A termoterapia aplica calor, seco ou húmido, com efeitos fisiológicos concretos: vasodilatação, relaxamento muscular, efeito analgésico e maior elasticidade dos tecidos. Cada técnica, infravermelhos, ultravioleta, compressas, parafina ou parafango, tem zona, tempo e temperatura próprios, sempre dentro da prescrição do profissional de saúde. O ciclo completo de um tratamento segue sempre a mesma lógica: preparar o espaço e o equipamento, instalar o utente com protocolo e informação, executar com autonomia e vigilância constante, avaliar antes, durante e depois, e registar tudo o que aconteceu. Em torno deste ciclo estão a ergonomia do técnico, a higiene rigorosa do equipamento, a comunicação clara com o utente, a gestão de reclamações, e o respeito pela ética em saúde e pelas normas de segurança e qualidade que enquadram a profissão.

Exercícios resolvidos

1. Um utente com diabetes descompensada e neuropatia periférica nos pés pede um banho de parafina nos pés.
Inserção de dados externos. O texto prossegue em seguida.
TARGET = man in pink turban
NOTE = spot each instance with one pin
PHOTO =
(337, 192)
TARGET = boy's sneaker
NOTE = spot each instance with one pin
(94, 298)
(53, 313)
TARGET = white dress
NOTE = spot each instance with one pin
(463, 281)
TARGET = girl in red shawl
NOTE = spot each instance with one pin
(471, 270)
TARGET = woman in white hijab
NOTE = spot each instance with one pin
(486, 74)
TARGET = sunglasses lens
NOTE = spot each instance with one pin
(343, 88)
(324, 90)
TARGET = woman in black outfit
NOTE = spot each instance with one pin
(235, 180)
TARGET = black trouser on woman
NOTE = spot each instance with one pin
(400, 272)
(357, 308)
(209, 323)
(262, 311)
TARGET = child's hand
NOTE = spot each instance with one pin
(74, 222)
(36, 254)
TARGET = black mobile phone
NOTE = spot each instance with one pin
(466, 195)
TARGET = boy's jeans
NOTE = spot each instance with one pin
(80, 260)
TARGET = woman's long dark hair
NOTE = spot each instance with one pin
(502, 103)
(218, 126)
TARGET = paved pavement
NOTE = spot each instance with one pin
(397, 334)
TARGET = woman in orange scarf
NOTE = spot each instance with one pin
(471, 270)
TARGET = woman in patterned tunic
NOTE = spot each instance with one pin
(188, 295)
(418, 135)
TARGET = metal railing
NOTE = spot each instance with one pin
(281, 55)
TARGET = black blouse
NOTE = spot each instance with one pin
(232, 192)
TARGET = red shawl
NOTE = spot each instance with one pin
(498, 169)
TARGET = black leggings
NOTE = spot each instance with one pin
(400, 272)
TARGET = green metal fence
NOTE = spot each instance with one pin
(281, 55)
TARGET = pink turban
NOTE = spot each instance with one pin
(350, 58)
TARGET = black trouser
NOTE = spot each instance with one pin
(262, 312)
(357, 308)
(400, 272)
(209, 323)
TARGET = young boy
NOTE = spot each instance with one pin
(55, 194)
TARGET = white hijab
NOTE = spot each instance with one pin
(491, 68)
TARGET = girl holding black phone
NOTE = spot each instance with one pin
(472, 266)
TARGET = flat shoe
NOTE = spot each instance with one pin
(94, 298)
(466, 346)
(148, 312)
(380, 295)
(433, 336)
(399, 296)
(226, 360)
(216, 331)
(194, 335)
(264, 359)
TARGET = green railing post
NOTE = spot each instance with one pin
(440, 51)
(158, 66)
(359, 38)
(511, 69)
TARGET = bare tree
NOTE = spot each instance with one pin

Aplicas o tratamento?

Resolução: não. A alteração da sensibilidade térmica associada à neuropatia é uma contraindicação relativa importante, porque o utente pode não sentir o calor excessivo a tempo de avisar. A decisão correta é não aplicar sem validação prévia do profissional de saúde responsável.

2. Ordena corretamente os passos de execução de um tratamento de termoterapia: (a) vigiar durante a sessão, (b) testar a temperatura, (c) registar, (d) confirmar prescrição, (e) posicionar o utente, (f) avaliar a pele no final.

Resolução: a ordem correta é d, e, b, a, f, c: confirmar a prescrição, posicionar o utente, testar a temperatura antes do contacto, vigiar durante a sessão, avaliar a pele no final, e só depois registar.

3. Qual a diferença principal entre parafina e parafango, e em que zonas se aplica cada um?

Resolução: a parafina é parafina pura, aplicada por imersão em mãos e pés. O parafango combina parafina com lama termal, aplicado em placas ou por pincelagem em grandes articulações e na coluna. A escolha depende da zona a tratar e da prescrição.

4. Durante uma sessão de infravermelhos, o utente refere tontura súbita e o técnico nota palidez. Qual a sequência de ação correta?

Resolução: interromper de imediato o tratamento, posicionar o utente em segurança, avaliar o estado geral, pedir ajuda a um colega ou responsável e, se necessário, contactar o 112/INEM, e por fim registar o incidente com rigor.

5. Um utente reclama de ter sentido demasiado calor numa sessão anterior de parafango. Como deve o técnico responder?

Resolução: ouvir sem interromper, registar os factos com precisão, e resolver dentro das suas competências (por exemplo, ajustar o isolamento em sessões futuras) ou encaminhar a situação para o responsável, nunca ignorando a queixa.

6. Porque é que o calor húmido, à mesma temperatura sentida, tem efeito de penetração diferente do calor seco?

Resolução: o meio húmido transmite calor de forma mais eficiente para os tecidos, penetrando mais profundamente do que o calor seco à mesma temperatura percebida, o que o torna mais indicado para contraturas musculares e rigidez articular mais instalada.

7. Que informação é obrigatório confirmar antes de iniciar qualquer tratamento de termoterapia?

Resolução: identidade do utente, tratamento prescrito, indicações e contraindicações relevantes, e consentimento informado após explicação clara do procedimento, incluindo o que o utente vai sentir e como comunicar desconforto.